Après une première tentative avortée le 3 août dernier, une délégation d’émissaires de la Cédéao est arrivée samedi après-midi à Niamey où elle s’est entretenue avec le Président du Conseil national pour la sauvegarde de la patrie (CNSP), le général Abdourahamane Tiani ainsi que l’ancien chef de l’Etat Bazoum Mohamed. Au menu, poser les jalons d’une médiation de sortie de crise à la situation politique que traverse le pays depuis le 26 juillet dernier. Dans un message à la nation qu’il a prononcé par la suite, le patron de la junte militaire a annoncé la disponibilité de la junte au dialogue ainsi que la convocation d’un dialogue inclusif pour décider de la suite de la transition.
Conduite par l’ancien chef d’Etat du Nigéria, le général Abdulsalami Abubakar, la délégation qui était composée du Président de la Commission de la CEDEAO, Omar Alieu Touray, et du sultan de Sokoto Muhammadu Sa’adu Abubakar, a été accueillie à l’aéroport international Diori Hamani de Niamey par le Premier ministre de Transition, Ali Mahaman Lamine Zeine ainsi que des membres du CNSP et du gouvernement de transition.
Elle a été par la suite reçue par le Président de la junte militaire, le général de Brigade Abdourahamane Tiani au Palais de la présidence, avec qui elle a eu une séance de travail avant d’être reçue par la suite, à la résidence présidentielle par l’ancien chef de l’Etat Bazoum Mohamed, avec qui elle a également eu des échanges.
Aucune déclaration officielle n’a été faite à la fin de la visite par le médiateur de la Cédéao, Abdulsalami Abubakar, ainsi que les membres de la délégation qui l’accompagnent. L’ancien chef de l’Etat nigérian s’est borné à déclarer à la presse qu’il rendra compte des échanges qu’il a eu avec les autorités nigériennes, aux dirigeants de l’organisation communautaire.
Il convient de rappeler que c’est le premier contact officiel entre les émissaires de la Cédéao et le président de la junte militaire qui a pris le pouvoir le 26 juillet dernier. Le 3 août dernier, la même délégation était à Niamey mais elle n'avait pu rencontrer ni le nouvel homme fort du Niger, le général Abdourahamane Tiani, ni le président renversé Bazoum Mohamed.

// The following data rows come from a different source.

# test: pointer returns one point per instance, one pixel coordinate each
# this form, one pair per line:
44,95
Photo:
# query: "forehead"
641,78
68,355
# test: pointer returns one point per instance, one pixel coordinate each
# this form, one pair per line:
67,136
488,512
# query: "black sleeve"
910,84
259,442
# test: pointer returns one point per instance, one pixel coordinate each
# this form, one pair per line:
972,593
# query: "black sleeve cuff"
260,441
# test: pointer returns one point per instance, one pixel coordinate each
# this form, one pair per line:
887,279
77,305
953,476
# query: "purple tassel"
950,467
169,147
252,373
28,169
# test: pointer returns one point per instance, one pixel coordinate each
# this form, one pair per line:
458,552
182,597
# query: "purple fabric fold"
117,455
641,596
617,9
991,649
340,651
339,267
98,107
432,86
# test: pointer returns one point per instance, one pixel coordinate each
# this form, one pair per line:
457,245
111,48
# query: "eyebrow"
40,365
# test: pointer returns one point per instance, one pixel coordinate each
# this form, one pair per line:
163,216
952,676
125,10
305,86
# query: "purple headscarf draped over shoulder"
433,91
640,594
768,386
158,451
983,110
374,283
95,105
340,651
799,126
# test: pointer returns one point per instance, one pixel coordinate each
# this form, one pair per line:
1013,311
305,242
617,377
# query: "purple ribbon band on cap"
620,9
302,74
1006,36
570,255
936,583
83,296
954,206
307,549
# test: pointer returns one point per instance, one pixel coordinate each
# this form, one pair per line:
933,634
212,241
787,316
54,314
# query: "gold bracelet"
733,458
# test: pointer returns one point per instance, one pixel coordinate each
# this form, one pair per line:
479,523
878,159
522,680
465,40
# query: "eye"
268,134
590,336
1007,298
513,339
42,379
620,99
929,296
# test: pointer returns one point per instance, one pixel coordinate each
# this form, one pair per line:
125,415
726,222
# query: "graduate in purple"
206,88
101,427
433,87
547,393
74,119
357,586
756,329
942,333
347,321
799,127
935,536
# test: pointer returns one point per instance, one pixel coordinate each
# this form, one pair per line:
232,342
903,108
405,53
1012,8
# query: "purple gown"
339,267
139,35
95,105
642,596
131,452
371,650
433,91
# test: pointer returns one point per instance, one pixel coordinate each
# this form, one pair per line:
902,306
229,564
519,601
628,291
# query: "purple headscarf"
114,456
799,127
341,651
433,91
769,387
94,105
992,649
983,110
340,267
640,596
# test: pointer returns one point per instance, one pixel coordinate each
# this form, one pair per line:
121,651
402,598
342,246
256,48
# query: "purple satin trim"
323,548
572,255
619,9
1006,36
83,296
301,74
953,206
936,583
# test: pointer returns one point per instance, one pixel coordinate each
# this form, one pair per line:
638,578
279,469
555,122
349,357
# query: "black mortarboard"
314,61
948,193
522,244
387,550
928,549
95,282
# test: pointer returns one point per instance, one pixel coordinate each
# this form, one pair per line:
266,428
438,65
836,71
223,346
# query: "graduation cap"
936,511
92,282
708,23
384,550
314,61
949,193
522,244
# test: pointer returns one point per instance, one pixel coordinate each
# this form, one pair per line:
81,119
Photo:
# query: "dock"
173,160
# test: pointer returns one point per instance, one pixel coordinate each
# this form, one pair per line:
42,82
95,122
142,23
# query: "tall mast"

Depuis, et en dépit des sanctions et des menaces de recourir à la force par les dirigeants de la Cédéao, des négociations ont été menées en coulisses par des leaders religieux du Niger et surtout du Nigéria, pour enclencher une médiation de sortie à la crise qui prévaut au Niger.
Des appels ont également été lancés par des personnalités et d’institutions du monde entier sur la situation de l’ancien président qui est retenu depuis le coup d’Etat par les militaires au sein de la résidence présidentielle, avec sa femme et son fils.
Dialogue inclusif sur la transition
La rencontre entre les nouvelles autorités de Niamey et la délégation des médiateurs de la Cédéao intervient au lendemain d’une réunion stratégique, à Accra, au Ghana, du Comité des chefs d’Etat-major des pays membres afin de planifier une opération militaire au Niger en vue de restaurer l’ordre constitutionnel au Niger en cas d’échec de la diplomatie. Une rencontre qui s’inscrit dans le cadre des décisions prises par les Chefs d’Etat de l’organisation communautaire lors de leur sommet extraordinaire du 10 août 2023 à Abuja, au Nigeria.
Dans un message à la nation qu’il a adressé dans la soirée du samedi 19 août, le général Abdourahamane Tiani, qui a dénoncé les sanctions de la Cédéao, a déclaré que « toute intervention militaire sera considérée comme une occupation ».
« Nous ferons tout ce qui est nécessaire et répondrons à toute attaque contre nous. Nous avons le soutien du peuple et de nombreux pays voisins », a indiqué le nouvel homme fort du Niger qui a souligné que l’ambition du CNSP n’est pas « de confisquer le pouvoir ». Il a réaffirmé la disponibilité de la junte à tout dialogue « pour autant qu'il tienne compte des orientations voulues par le peuple nigérien fier et résilient ».
« À la vérité, la prise de pouvoir par les forces de défense et de sécurité, aussitôt fermement soutenue par nos vaillantes populations s'inscrit dans un contexte de rejet du modèle sécuritaire et de mauvaise gouvernance faites d'injustice, de corruption mise en œuvre par des régimes qui se prétendent démocratiques, mais qui en réalité dévoient et discréditent la démocratie », a aussi martelé l’ancien patron de la garde présidentielle du Niger qui, dans son allocution télévisée, a annoncé la convocation prochaine d’un « dialogue inclusif » qui va déterminer les grandes orientations d’une transition dont la durée ne saurait excéder trois (3) ans.